Toronto Mayor Rob Ford: 'I Am Not Homophobic'

But the city's crack-smoking politician is against showing solidarity with Russia's gay community during the Sochi Olympics, and wants a Pride flag taken down at City Hall.

TORONTO -- Toronto mayor Rob Ford on Tuesday took to YouTube to deny he's against gay people.

"I am not homophobic. I will go to anyone's house, anyone's place to help them out. I take offense when people say that to me," the embattled politician said as he defended a request for a Pride flag atop City Hall, in  solidarity with Russia's gay community during the Sochi Olympics, be taken down.

"This is about supporting our athletes, this is not about your sexual preference. I support our athletes, I support the people that train for four years," Ford argued.

"And there's no reason I can see that we should be putting up the Pride flag during the Olympics," he added in answer to a question from a suburban Toronto mother who said her son is gay and insists the mayor does not represent all citizens.

Doug Ford, the mayor's brother and a city councilor, said he has "gay friends" before insisting the mayor and his family were being bullied by the LGBTQ community.

"Don’t put a gun to anyone's head that disagrees with you. It doesn't mean they hate gays.
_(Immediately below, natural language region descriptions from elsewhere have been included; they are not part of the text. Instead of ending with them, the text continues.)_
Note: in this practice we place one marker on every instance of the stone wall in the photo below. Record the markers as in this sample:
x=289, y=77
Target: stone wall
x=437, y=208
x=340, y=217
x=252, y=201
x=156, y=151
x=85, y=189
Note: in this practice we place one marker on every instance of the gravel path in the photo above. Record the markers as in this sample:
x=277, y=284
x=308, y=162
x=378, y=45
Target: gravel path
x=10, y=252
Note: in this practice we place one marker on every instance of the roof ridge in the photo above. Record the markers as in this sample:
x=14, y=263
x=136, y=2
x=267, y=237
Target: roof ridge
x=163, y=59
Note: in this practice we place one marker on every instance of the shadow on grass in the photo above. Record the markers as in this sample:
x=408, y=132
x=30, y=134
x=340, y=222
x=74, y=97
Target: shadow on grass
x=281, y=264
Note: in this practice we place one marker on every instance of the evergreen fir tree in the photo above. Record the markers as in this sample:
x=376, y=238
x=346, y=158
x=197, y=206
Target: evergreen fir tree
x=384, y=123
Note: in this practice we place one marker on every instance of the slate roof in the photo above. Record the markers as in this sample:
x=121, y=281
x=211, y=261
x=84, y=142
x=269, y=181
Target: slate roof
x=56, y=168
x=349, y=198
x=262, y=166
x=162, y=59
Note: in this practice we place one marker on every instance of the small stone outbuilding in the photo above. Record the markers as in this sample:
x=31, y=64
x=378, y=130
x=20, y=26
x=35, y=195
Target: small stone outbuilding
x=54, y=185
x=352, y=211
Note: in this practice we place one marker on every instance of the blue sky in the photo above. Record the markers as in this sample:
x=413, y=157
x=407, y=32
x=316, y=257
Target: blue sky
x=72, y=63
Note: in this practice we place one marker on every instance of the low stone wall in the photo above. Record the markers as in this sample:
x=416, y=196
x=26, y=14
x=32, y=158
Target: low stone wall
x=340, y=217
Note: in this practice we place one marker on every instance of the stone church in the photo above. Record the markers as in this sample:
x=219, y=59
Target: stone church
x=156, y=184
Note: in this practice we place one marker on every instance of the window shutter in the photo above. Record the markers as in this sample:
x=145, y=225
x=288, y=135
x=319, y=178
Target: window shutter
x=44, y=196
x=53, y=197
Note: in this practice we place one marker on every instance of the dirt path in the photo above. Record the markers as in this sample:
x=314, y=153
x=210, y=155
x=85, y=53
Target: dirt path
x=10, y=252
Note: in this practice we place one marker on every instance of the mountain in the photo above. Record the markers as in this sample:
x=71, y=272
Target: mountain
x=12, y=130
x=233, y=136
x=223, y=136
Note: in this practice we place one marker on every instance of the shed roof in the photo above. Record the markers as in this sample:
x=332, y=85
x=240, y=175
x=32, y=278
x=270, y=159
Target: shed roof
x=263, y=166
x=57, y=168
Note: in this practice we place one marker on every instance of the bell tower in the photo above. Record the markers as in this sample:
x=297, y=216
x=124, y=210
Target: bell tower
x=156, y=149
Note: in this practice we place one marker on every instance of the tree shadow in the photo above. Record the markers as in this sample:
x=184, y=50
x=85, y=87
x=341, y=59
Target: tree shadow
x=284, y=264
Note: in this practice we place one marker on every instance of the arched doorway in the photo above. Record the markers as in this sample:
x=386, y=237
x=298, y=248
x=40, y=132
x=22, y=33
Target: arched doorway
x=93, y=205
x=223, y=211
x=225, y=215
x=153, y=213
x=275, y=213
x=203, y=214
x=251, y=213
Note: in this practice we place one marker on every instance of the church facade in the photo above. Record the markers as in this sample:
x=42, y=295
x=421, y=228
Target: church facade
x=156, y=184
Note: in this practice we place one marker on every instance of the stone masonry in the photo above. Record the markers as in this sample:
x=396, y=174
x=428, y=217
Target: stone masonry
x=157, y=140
It's just a bunch of bullying," Doug Ford told his brother on the YouTube video.

The Ford brothers have launched a weekly online show as part of a re-election bid by the Toronto mayor, despite a continuing media storm and police investigation following admissions of alcohol and drug abuse.

Rob Ford has also been stripped of virtually all his political powers after being mocked by the global media, including late night U.S. talk show hosts, after insisting he is not a "gangbanger," talking crudely about oral sex on TV and admitting to crack cocaine use and "drunken stupors."

The loss of his political powers has in turn forced the Toronto mayor to make a beeline to the media with a failed reality TV show, followed by cheaply produced YouTube videos.